James Carswell, 53, of Wordsworth, drank around seven pints and shared one-and-a-half bottles of wine with three work colleagues before the accident at Euston Road junction in London.
The car, a K to M registration blue Vauxhall Astra, has still not been found.
PC Peter Loader, of the Met Police, said a Ford Fiesta in the middle lane of the junction may have obscured Mr Carswell and he should not have attempted to cross.
He said: “This collision could have been avoided if he had waited for the green man to be illuminated.
“I think it’s common knowledge that alcohol affects people’s judgment and reaction times.”
Detective Sergeant Mark Hine, also of the Met Police, said in his statement: “He could have avoided the collision if he had observed the traffic lights.”
Andrew Scott, Mr Carswell’s friend and colleague who was with him on the night of October 26, 2005, said: “We had about six or seven pints and two bottles of wine at the meal, but only drank one-and-a-half.
“He was merry but I wouldn’t say he was drunk.
“We got to a pedestrian crossing and when we crossed the first two lanes the lights were red.
“When we came to the second lane after the island the green man was just changing.”
Mr Scott said Mr Carswell was “rushing on to get to the other side of the road”.
He added: “There was a blue car just behind the Fiesta and it accelerated hard to the crossing.
“It carried him on the bonnet for a short distance.
“The car slowed down to about five miles per hour, so he definitely would have known he had hit James.”
Mr Scott said the blue vehicle with tinted windows then “accelerated hard away”.
A statement by David Bell, another friend and colleague of Mr Carswell, said he heard a “whoosh” sound as if the blue car was “turbo-charged” as it travelled through the crossing and struck Mr Carswell.
Mr Bell listed a number of reasons why the driver must have known he had struck Mr Carswell, including the sound of the impact, the damage to the car such as a missing wing mirror, and the fact he slowed down before accelerating away.

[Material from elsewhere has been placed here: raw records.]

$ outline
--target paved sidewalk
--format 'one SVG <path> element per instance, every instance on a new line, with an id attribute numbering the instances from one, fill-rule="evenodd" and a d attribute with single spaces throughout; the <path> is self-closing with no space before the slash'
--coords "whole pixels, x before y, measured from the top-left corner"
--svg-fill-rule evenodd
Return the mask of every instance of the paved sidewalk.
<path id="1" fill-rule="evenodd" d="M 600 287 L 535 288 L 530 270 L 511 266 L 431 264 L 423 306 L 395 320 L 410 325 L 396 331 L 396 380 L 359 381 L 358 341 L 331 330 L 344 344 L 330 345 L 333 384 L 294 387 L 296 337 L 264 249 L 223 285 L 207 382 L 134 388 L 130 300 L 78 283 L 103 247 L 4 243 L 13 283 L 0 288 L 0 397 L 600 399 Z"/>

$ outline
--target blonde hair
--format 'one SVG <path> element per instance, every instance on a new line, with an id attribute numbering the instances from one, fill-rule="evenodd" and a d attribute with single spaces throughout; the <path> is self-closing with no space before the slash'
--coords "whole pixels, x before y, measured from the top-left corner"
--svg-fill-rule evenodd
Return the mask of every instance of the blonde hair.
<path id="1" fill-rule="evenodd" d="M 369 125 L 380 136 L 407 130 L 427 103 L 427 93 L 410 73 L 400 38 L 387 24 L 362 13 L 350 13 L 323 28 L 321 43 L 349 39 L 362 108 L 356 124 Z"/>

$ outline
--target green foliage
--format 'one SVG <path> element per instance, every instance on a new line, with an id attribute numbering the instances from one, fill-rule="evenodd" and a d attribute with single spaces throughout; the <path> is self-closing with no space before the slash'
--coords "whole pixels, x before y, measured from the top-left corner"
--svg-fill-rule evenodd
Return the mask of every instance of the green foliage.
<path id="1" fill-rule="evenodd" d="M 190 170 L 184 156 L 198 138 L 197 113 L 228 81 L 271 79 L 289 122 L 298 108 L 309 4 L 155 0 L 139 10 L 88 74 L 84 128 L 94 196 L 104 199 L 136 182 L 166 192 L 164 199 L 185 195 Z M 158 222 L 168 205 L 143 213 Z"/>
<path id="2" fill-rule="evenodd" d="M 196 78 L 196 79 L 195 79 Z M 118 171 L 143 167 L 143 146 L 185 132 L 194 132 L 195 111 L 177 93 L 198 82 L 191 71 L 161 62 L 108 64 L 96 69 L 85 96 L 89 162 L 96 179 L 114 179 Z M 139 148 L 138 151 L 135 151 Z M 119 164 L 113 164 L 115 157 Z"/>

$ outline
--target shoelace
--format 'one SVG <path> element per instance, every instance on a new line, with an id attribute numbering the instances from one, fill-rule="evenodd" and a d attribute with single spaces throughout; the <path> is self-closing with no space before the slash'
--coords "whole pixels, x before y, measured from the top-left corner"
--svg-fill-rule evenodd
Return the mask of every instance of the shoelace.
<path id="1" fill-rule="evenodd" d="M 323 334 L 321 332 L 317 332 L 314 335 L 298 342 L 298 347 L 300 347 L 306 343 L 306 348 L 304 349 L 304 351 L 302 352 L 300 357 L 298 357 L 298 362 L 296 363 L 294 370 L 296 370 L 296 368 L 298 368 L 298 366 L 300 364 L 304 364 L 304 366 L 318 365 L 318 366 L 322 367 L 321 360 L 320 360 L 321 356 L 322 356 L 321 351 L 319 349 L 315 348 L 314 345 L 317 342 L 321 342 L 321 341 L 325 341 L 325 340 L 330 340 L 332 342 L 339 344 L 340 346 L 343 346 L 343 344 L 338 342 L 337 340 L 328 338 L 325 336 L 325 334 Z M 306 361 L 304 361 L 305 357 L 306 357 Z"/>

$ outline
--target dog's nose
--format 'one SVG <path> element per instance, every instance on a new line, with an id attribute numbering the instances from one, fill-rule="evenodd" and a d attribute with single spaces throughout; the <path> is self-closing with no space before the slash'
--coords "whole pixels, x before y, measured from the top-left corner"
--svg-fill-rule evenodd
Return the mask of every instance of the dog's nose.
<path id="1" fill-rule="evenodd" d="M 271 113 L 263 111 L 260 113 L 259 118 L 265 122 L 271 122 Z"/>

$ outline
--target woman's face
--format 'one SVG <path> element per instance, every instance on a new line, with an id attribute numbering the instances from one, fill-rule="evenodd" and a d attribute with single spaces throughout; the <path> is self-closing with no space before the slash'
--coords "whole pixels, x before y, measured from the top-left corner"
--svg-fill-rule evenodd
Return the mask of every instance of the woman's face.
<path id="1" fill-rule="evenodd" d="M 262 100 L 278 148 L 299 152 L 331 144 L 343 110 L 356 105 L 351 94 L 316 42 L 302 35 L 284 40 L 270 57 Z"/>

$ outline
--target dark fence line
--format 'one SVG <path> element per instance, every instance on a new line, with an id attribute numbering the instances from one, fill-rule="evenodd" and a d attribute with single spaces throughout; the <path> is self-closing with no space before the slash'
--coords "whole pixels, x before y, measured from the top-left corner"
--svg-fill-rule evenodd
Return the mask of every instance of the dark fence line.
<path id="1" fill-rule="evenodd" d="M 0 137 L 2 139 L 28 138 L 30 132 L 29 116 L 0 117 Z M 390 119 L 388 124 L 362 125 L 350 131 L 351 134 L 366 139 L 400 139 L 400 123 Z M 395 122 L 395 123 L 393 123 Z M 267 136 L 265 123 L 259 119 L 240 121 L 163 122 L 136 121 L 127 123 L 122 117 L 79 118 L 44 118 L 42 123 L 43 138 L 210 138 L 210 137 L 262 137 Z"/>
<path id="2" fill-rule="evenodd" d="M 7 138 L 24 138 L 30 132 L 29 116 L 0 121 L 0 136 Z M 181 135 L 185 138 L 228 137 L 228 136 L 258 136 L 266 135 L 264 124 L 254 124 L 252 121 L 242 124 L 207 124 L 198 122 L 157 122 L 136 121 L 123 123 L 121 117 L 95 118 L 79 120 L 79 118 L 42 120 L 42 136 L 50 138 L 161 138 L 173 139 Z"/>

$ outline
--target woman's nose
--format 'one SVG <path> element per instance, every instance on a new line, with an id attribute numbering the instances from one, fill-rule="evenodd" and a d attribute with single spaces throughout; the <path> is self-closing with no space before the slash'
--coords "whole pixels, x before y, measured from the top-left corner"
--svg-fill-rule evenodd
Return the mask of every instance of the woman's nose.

A statement from the driver of the Fiesta, Paul Rendell, said he had to make an emergency stop in the centre lane of the crossing to avoid Mr Scott and Mr Carswell.
He said a blue car struck Mr Carswell on the driver’s side, slowed down, and then carried on driving.
Mr Carswell died on Tuesday, April 17, of aspiration pneumonia at Bridge House Nursing Home in Twyford.
Berkshire coroner Peter Bedford said at the inquest, held at Windsor Guildhall last Thursday: “What is clear is the evidence is remarkably consistent. The only slight issue perhaps is if the car changed lanes.
“That’s not unreasonable because the lane was clear. It seems likely it saw the Fiesta and changed lanes.
“I can’t ignore the evidence that the Fiesta may have masked the pedestrian on the crossing.”
Recording a verdict of accidental death, Mr Bedford added: “It must have been awful for the family that he was unconscious for so long and sadly, after a long time, passed away.”